Giovedì 27 e venerdì 28 in Europa cambia tutto: si attendono infatti nomine “di peso”, in primis quella del Presidente della Commissione europea. Corposa dunque l’agenda del Consiglio Europeo del 27 e 28 giugno che, oltre alle nomine, vede sul tavolo questioni come l’Ucraina, le politiche per la sicurezza, le sanzioni alla Russia, il Medio Oriente. Si tratta insomma di dar vita alla roadmap delle prossime attività del Consiglio d’Europa.
Riguardo alle cariche apicali, i nomi più gettonati al momento sono quelli di Ursula von der Leyen per la Commissione, Antonio Costa per il Consiglio Europeo, Kaja Kallas favorita come Alto Rappresentante. Ed è proprio sulla votazione per von der Leyen che si concentra la diplomazia perché è determinante il peso italiano, con Fdi/Ecr più forte. Sappiamo che Giorgia Meloni ha chiesto discontinuità e candidato l’Italia ad assumere ruoli di primo piano. Von der Leyen, dal canto suo, chiede il sostegno del partito della destra italiana ma non sembra intenzionata a concedere molto. Sul piatto ci sono le candidature di due ministri: Giancarlo Giorgetti e Raffaele Fitto.
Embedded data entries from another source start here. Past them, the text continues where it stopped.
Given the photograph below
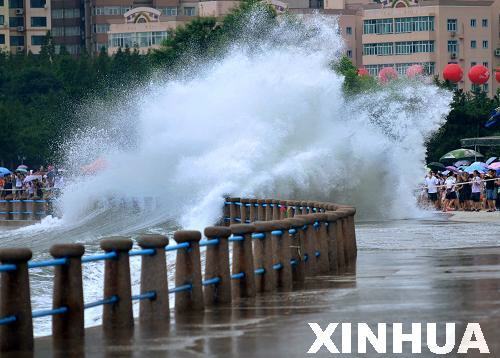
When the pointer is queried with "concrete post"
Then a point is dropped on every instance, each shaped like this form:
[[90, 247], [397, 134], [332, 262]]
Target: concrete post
[[281, 255], [217, 265], [15, 301], [234, 211], [154, 279], [276, 209], [322, 243], [263, 257], [310, 245], [269, 210], [333, 259], [117, 282], [297, 249], [68, 292], [261, 210], [188, 271], [243, 261], [245, 211], [253, 210]]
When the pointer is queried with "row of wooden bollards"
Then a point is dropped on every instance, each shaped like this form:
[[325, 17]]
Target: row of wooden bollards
[[29, 209], [304, 239]]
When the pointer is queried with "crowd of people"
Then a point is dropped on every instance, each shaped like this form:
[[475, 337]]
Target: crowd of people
[[24, 184], [463, 191]]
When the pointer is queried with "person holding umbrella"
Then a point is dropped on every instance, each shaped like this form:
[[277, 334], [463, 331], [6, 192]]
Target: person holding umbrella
[[491, 189]]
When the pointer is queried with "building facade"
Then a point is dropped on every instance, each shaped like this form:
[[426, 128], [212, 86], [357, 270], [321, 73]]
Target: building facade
[[23, 25]]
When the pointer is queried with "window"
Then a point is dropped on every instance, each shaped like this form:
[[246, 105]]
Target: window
[[17, 40], [37, 40], [189, 11], [140, 39], [37, 4], [101, 28], [66, 31], [380, 49], [412, 24], [39, 21], [16, 4], [169, 11], [452, 46], [409, 47], [379, 26], [452, 25], [16, 21]]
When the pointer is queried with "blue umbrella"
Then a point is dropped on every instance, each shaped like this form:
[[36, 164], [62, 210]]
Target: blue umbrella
[[4, 171], [491, 160]]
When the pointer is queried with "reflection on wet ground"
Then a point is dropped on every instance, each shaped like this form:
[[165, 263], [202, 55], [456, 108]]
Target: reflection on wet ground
[[455, 285]]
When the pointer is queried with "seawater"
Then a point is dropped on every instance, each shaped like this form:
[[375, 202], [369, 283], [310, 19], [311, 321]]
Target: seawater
[[266, 119]]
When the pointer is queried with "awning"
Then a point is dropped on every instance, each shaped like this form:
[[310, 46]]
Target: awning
[[481, 142]]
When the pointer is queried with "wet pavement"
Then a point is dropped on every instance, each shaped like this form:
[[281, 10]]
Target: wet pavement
[[413, 285]]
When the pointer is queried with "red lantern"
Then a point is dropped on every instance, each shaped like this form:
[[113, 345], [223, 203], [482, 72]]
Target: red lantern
[[414, 71], [452, 72], [363, 72], [387, 74], [479, 74]]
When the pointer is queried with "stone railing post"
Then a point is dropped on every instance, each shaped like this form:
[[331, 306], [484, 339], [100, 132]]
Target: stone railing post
[[253, 211], [15, 301], [281, 254], [269, 209], [217, 265], [333, 255], [243, 262], [276, 209], [303, 208], [234, 211], [245, 211], [188, 272], [263, 256], [154, 279], [261, 210], [68, 292], [309, 245], [117, 283], [322, 243], [297, 248]]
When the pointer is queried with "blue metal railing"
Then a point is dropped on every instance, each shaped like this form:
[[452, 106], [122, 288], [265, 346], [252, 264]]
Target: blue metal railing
[[51, 312], [47, 263], [100, 257], [7, 320], [238, 276], [105, 301], [211, 281], [150, 295], [186, 287]]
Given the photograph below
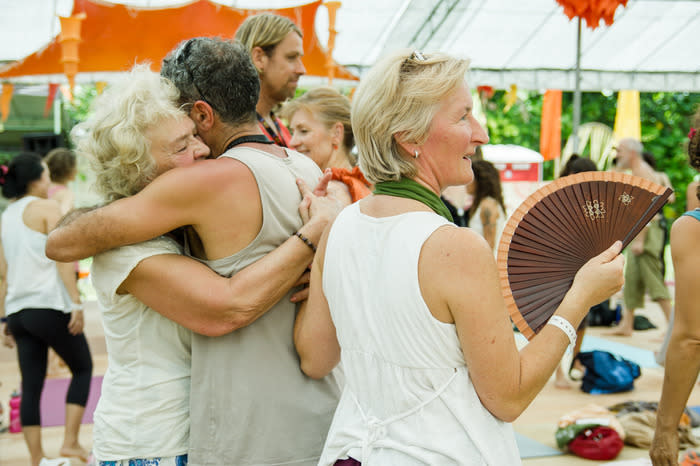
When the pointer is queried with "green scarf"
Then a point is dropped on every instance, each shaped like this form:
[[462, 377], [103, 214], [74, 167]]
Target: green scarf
[[412, 190]]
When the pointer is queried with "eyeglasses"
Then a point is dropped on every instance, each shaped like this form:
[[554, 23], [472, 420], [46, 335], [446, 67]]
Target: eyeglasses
[[181, 60], [411, 60]]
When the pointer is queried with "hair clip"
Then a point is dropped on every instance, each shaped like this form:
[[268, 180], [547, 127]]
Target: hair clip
[[417, 56]]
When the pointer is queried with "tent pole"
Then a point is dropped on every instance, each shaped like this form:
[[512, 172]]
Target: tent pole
[[577, 89]]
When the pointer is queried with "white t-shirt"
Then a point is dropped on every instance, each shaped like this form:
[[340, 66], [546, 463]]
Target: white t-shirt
[[143, 411], [408, 398], [32, 278]]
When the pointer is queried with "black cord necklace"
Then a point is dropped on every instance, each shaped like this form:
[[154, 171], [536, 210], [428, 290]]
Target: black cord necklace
[[259, 138]]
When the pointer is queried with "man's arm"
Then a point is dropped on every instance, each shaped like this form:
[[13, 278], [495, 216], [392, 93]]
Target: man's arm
[[189, 293], [165, 204], [66, 271]]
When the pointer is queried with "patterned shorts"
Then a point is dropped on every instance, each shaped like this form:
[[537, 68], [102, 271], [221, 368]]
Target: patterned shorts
[[170, 461]]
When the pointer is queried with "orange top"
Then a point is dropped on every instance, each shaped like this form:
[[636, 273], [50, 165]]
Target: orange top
[[356, 182]]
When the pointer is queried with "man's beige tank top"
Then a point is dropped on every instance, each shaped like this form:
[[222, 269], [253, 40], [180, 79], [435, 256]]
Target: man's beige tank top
[[250, 402]]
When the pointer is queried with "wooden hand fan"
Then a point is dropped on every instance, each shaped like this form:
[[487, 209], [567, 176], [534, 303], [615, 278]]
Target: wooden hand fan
[[559, 228]]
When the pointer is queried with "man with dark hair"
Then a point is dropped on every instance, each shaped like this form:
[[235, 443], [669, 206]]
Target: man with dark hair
[[275, 45], [250, 403], [643, 271]]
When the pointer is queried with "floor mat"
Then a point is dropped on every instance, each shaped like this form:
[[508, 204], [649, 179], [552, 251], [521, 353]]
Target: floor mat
[[530, 448], [644, 358], [53, 401]]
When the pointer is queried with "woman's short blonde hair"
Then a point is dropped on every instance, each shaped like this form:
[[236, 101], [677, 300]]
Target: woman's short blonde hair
[[329, 107], [400, 94], [113, 136]]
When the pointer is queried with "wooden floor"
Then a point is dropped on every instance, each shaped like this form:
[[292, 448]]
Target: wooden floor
[[537, 422]]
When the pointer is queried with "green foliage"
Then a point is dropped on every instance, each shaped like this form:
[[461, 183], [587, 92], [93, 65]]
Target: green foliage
[[665, 121], [83, 96]]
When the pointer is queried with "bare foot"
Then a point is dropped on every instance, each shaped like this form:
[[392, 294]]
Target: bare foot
[[74, 452]]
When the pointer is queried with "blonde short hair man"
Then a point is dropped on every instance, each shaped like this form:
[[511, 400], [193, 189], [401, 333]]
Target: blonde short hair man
[[275, 45]]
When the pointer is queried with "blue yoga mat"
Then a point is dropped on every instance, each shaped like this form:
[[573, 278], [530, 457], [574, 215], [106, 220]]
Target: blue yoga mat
[[644, 358], [530, 448]]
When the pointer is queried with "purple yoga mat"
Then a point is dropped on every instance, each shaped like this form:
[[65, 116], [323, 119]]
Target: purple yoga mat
[[53, 401]]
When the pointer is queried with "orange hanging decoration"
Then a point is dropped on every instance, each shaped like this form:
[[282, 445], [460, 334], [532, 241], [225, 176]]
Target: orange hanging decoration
[[53, 90], [69, 40], [7, 90], [550, 129], [332, 7], [592, 10]]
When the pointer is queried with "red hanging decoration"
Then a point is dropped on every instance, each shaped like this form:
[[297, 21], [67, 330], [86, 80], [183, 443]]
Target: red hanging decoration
[[592, 10]]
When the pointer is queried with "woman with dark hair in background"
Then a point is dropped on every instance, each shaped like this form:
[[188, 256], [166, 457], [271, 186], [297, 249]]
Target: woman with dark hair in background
[[40, 304], [63, 168], [487, 215]]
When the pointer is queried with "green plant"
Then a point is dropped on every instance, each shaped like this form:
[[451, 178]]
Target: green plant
[[665, 121]]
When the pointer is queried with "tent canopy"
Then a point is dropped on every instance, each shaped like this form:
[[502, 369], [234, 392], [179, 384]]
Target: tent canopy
[[115, 37], [530, 43]]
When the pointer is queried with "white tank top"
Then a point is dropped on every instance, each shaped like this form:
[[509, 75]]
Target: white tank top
[[408, 398], [32, 278]]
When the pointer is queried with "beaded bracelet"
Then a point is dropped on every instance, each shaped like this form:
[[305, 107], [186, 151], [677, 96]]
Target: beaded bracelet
[[566, 327], [306, 240]]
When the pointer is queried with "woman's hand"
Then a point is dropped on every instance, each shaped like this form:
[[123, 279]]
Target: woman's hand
[[7, 338], [664, 449], [600, 277], [76, 324], [318, 207]]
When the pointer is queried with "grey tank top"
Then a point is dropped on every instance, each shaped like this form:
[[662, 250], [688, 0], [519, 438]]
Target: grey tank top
[[250, 402]]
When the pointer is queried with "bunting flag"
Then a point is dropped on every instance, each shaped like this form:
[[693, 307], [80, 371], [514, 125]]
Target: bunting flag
[[53, 89], [627, 119], [478, 110], [592, 10], [100, 86], [511, 97], [7, 89], [66, 92], [550, 129]]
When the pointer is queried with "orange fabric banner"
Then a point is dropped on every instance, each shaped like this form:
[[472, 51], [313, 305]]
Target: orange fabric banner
[[5, 100], [115, 36], [592, 11], [550, 129], [53, 89]]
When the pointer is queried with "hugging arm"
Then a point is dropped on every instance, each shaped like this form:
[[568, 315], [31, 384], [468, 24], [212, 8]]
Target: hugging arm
[[314, 332]]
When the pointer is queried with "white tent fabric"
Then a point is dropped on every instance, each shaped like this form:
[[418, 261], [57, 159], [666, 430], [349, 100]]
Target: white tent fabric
[[650, 46]]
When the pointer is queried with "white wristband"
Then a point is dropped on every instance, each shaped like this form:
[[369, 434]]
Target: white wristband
[[565, 326]]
Ma anche quelle dei due outsider Letizia Moratti, in quota FI e dunque Ppe, e il tecnico Daniele Franco, che in Europa rappresenterebbe l’autorevolezza di Mario Draghi. «Meloni – spiegano attenti osservatori – sembrerebbe anche tentata di chiudere la partita sui commissari calando l’asso di una donna che rafforzerebbe l’autorevolezza italiana senza costringere il governo a un rimpasto ravvicinato: la carta Elisabetta Belloni, direttore del DIS, è sul tavolo di Palazzo Chigi». Fitto rimane però in pole position, anche per la sua lunga esperienza in Europa.
Chi si mette di traverso alla futura “Maggioranza Ursula bis” è, com’era prevedibile, è il noto nemico di Bruxelles, Viktor Orbàn, che se la prende ora col leader dei popolari, il tedesco Manfred Weber. Quell’alleanza tra popolari e socialdemocratici che si prospetta ora in Europa sarebbe, a sentire il premier ungherese, «una coalizione in favore della guerra e dell’immigrazione e contro l’economia». Per Orbàn restano aperte le porte del gruppo Id, ma l’orizzonte di un gruppo unico delle destre appare più lontana.
E gli esponenti dem? Sul portoghese Antonio Costa al vertice del Consiglio i socialisti europei fanno quadrato, ma esisterebbe anche un piano B: Enrico Letta. Sarà un caso, ma proprio ieri l’ex segretario dem ha presentato, in fretta e furia, le sue dimissioni da Sciences Po, a Parigi.